University approves free feminine hygiene products for students
Gender-neutral and women’s bathrooms on campus have baskets of menstrual products for student use—but now, they’ll be stocked by Augustana janitorial staffers rather than HAPPY. members.
The Dean of Students office recently approved the funding of free feminine hygiene products after ASA senators passed a resolution supporting the administration takeover of the role previously filled by HAPPY., an organization focused on period advocacy and education.
According to ASA president Anna Stritecky, this means sustainable funding and a new university precedent in providing for the well-being of students.
Originating this fall, ASA denied HAPPY. co-founder Manaal Ali full funding to restock HAPPY.’s low supply levels of pads and tampons located in select campus bathrooms because the Senate began the academic year with a $1,873 deficit from the 2017-2018 administration.

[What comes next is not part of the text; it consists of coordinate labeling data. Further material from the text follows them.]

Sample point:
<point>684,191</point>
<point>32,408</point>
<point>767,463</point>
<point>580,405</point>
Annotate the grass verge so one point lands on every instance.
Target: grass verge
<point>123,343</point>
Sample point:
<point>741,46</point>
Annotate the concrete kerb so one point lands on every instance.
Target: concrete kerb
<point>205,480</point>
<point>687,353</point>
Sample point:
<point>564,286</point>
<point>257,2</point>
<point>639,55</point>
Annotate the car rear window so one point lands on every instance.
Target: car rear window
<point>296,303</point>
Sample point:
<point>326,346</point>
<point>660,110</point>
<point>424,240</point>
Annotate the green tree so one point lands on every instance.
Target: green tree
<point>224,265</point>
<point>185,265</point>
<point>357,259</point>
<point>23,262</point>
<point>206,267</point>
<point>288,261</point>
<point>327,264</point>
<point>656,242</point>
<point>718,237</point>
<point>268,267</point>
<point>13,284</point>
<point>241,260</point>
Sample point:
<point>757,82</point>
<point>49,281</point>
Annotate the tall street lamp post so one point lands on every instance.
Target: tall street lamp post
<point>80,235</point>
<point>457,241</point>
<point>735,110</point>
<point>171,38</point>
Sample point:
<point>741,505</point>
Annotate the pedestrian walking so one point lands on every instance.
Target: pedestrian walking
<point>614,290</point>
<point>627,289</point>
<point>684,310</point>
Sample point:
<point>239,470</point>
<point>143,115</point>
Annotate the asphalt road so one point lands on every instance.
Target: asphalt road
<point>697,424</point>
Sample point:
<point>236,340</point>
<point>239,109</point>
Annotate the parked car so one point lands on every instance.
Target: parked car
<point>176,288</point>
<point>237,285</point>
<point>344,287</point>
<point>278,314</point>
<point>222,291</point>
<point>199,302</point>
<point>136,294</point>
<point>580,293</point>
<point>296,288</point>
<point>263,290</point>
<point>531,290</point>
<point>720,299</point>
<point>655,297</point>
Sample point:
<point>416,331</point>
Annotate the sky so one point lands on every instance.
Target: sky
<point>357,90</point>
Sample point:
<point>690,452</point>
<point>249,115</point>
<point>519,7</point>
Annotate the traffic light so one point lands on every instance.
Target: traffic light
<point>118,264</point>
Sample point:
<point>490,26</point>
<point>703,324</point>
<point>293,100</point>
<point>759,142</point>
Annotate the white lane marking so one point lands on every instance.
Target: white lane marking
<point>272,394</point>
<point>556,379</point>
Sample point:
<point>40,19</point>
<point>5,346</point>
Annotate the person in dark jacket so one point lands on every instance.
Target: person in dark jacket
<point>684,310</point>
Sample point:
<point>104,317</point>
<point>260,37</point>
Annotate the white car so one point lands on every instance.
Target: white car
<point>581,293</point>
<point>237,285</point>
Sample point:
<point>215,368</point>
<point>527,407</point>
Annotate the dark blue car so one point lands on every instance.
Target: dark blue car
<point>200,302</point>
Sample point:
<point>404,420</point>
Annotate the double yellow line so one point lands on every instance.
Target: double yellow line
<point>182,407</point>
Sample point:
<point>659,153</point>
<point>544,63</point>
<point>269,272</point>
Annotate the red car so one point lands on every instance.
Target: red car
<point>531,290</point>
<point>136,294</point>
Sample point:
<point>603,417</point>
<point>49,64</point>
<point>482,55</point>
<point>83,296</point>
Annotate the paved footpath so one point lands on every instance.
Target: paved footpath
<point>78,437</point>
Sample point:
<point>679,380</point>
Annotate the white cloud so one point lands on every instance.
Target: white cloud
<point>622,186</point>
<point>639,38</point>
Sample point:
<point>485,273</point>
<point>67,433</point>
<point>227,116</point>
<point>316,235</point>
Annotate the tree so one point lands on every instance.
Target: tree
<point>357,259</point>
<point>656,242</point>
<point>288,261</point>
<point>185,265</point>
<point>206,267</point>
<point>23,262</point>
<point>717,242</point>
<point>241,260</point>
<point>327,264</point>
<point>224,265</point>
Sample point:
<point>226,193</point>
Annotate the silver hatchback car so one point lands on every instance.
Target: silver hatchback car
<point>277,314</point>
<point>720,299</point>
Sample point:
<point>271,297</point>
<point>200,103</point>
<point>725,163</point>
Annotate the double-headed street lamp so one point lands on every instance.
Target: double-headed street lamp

Ali continued the search for longer-term funding by asking ASA to amend the constitutional by-laws to include pads and tampons, but senators settled on the standing resolution, and Dean of Students Mark Blackburn approved university funding.
“I think it’s a really big step in showing support for a cause that is vital to humanity and the necessary functions of a good majority of [Augustana’s] population,” Ali said. “I’m just happy because it’s something that was needed, and is now going to help a lot of people.”
Blackburn said the transition will include janitorial staff members ordering, filling and ensuring the menstrual products are available in women’s and gender-neutral bathrooms.
“We want to make sure that we’re taking care of our students in every capacity, even if it’s as something as small as this,” Blackburn said. “There are students that don’t have the resources to [access menstrual products] on a regular basis. For us, it’s a part taking care of their health and safety.”
Blackburn said that before HAPPY. began providing menstrual products, Augustana had stocked quarter dispensers with pads and tampons. However, the machines were continually vandalized, prompting janitorial staff to stop filling the machines. He said the baskets and free product solve this problem and fit into the university’s “well-being model.”
As an organization, Ali said this funding allows HAPPY. to use its ASA-allocated funds for education and advocacy, to donate to local sanitation drives and to begin working in local high schools toward ending menstrual inequality.
“When HAPPY. started as a group, it was very much about buying product and getting it into the system so Augustana could take it over,” Ali said. “We forgot to focus on recruiting members to stay on over the years. We couldn’t focus on advocacy, and that’s what we’d like to change.”
HAPPY. and the Dean of Students office will work together through the transition, but no definitive date has been set for the full transition.
“This is something I think the college should provide,” Blackburn said. “It’s not like the university didn’t want to provide [these products], it was just out of sight and out of mind. Once we brought attention to it, facilities were more than willing.”